A statement from the Department of Health said, “Given that conditions after Brexit are expected to be a bit ‘starvy’ we are advising the public to shrink their stomachs now, ahead of time, if at all possible.
“So while you should continue to drink plenty of water during this heatwave, it would probably best if you took full advantage of the appetite suppressing effect of the high temperatures to get used to not eating very much at all.
“If you don’t, then your body might get a little shock to the system when you’re having to hunt skinny cats and snack on spiders dipped in cuckoo spit.”

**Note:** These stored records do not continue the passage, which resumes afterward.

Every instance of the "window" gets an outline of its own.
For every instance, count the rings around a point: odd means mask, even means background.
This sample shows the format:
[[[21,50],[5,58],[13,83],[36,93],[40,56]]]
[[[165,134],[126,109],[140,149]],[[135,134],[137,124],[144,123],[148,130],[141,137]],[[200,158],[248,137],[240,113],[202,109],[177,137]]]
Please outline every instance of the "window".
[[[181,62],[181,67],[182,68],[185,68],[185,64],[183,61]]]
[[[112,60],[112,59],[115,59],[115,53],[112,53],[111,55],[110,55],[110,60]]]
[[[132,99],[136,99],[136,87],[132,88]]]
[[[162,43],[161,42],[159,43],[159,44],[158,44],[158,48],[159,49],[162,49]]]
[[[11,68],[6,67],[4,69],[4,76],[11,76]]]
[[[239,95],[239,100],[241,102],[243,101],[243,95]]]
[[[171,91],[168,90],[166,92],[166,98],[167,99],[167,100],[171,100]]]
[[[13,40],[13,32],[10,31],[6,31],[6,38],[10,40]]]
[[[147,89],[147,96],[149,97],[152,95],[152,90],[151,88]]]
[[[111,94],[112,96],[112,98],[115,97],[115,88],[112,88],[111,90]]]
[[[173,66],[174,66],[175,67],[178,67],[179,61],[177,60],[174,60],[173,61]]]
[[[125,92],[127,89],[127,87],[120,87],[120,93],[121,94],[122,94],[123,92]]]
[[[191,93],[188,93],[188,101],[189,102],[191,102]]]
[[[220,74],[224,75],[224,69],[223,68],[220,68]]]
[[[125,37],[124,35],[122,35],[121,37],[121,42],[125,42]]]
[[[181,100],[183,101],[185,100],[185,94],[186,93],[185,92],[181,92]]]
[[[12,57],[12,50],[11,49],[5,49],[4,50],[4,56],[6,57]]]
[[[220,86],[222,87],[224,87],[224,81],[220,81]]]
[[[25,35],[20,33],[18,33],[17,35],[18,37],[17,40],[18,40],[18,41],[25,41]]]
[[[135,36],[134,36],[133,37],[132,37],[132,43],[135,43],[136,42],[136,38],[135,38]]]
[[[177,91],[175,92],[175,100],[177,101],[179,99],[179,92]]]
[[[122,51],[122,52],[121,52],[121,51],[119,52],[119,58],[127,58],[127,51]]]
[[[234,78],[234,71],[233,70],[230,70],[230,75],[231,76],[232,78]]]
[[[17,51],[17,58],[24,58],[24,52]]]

British resident Simon Williams is typical of many. He told us, “I just can’t eat in this weather. For the last three nights, I’ve had nothing more than a bowl of Special K for dinner.
“Between that and the constant sweating, the weight is dropping off.”
The thought of a country having to live off Special K is appalling. It conjures terrifying images of an apocalyptic world where high profile Brexiters such as Johnson, Rees-Mogg and Farage frolic on Britain’s corpse-strewn beaches wearing red silk dresses.
Perhaps that was their plan all along.
Perhaps when they talk of being ‘free’ what they really mean is the freedom to be themselves far away from the judgemental eyes of a cohesive, well-fed society.